Effects of absorber and front interface defects on the performance of Cu2ZnSn(S, Se)4 solar cells

Substantial defects within the absorber layer and at the front interface of Cu2ZnSn(S, Se)4 (CZTSSe) solar cells have been identified as the primary factor limiting further performance enhancement. This study systematically investigated the correlation between device performance and defect properties (type, capture cross section (σ), energy level (Et), and concentration (Nt)) in both the absorber layer and front interface. Our findings reveal that photovoltaic performance significantly depends not only on defect localization and fundamental parameters (σ, Et, Nt) but also critically on defect type.

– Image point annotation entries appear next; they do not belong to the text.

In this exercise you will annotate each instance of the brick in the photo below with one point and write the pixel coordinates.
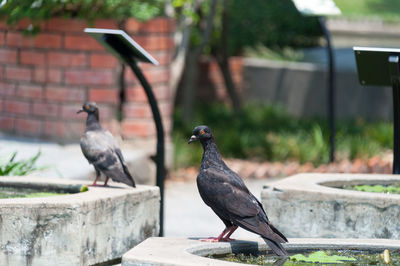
(103, 61)
(6, 123)
(54, 129)
(69, 111)
(39, 74)
(18, 73)
(42, 40)
(32, 58)
(137, 128)
(89, 77)
(16, 107)
(153, 75)
(73, 130)
(135, 94)
(137, 110)
(29, 127)
(83, 43)
(67, 59)
(30, 91)
(54, 75)
(104, 95)
(66, 25)
(8, 56)
(7, 89)
(65, 94)
(45, 109)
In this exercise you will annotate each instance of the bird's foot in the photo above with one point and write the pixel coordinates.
(227, 239)
(210, 239)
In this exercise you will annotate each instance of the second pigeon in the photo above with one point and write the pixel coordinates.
(101, 149)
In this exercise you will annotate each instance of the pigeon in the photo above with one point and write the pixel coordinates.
(101, 150)
(225, 192)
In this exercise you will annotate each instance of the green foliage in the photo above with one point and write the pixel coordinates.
(387, 10)
(321, 257)
(277, 54)
(84, 188)
(269, 133)
(395, 189)
(11, 167)
(38, 11)
(269, 23)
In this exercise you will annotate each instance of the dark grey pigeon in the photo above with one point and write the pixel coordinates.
(227, 195)
(101, 149)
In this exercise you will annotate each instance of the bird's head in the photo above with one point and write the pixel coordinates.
(201, 133)
(89, 107)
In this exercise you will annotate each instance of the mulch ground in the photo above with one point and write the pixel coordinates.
(260, 170)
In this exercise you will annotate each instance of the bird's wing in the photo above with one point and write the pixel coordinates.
(220, 193)
(235, 203)
(102, 152)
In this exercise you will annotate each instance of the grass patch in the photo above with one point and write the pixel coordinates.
(12, 167)
(388, 10)
(269, 133)
(375, 188)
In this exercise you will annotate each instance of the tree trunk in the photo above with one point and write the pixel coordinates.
(191, 76)
(222, 57)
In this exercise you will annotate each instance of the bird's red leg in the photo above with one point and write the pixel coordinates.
(105, 182)
(97, 179)
(216, 239)
(231, 230)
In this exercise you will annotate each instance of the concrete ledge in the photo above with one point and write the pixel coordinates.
(76, 229)
(312, 205)
(182, 251)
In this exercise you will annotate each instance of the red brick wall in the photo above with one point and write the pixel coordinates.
(44, 80)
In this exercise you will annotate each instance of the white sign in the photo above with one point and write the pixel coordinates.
(317, 7)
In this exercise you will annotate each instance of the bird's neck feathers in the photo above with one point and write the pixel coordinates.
(211, 154)
(92, 122)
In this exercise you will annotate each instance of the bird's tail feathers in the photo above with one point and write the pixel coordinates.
(129, 175)
(276, 247)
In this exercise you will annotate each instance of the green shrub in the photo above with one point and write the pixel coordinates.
(269, 133)
(11, 167)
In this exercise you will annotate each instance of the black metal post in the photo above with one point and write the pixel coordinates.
(395, 76)
(331, 88)
(160, 136)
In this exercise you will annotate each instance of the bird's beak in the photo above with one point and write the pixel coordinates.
(192, 138)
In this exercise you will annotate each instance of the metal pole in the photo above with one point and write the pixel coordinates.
(160, 136)
(395, 76)
(331, 88)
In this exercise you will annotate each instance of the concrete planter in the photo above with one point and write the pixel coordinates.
(312, 205)
(77, 229)
(190, 252)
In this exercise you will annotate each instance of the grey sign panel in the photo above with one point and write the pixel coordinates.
(121, 45)
(374, 66)
(317, 7)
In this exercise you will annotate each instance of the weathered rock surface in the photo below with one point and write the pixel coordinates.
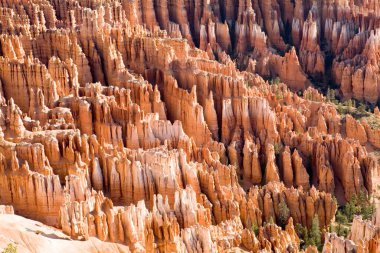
(128, 124)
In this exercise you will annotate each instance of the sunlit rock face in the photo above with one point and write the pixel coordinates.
(149, 126)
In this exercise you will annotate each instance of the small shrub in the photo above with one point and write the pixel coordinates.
(255, 229)
(10, 249)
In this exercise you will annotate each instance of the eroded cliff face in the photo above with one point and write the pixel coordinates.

When acceptor defects dominate the front interface, the device performance remains substantially inferior to that of systems with neutral or donor defects, regardless of other defect parameter variations, primarily attributed to severe open-circuit voltage (VOC) and short-circuit current density (JSC) degradation. Conversely, donor defects in the absorber layer coupled with Nt variations at both interfaces and in the absorber lead to diminished performance compared to neutral or acceptor defects, mainly through VOC and fill factor (FF) deterioration. Notably, the performance responses to alterations in σ and Et demonstrate minimal dependence on the absorber layer defect type. This mechanistic understanding establishes a theoretical foundation for implementing experimental strategies to mitigate defect-induced performance losses in CZTSSe photovoltaics.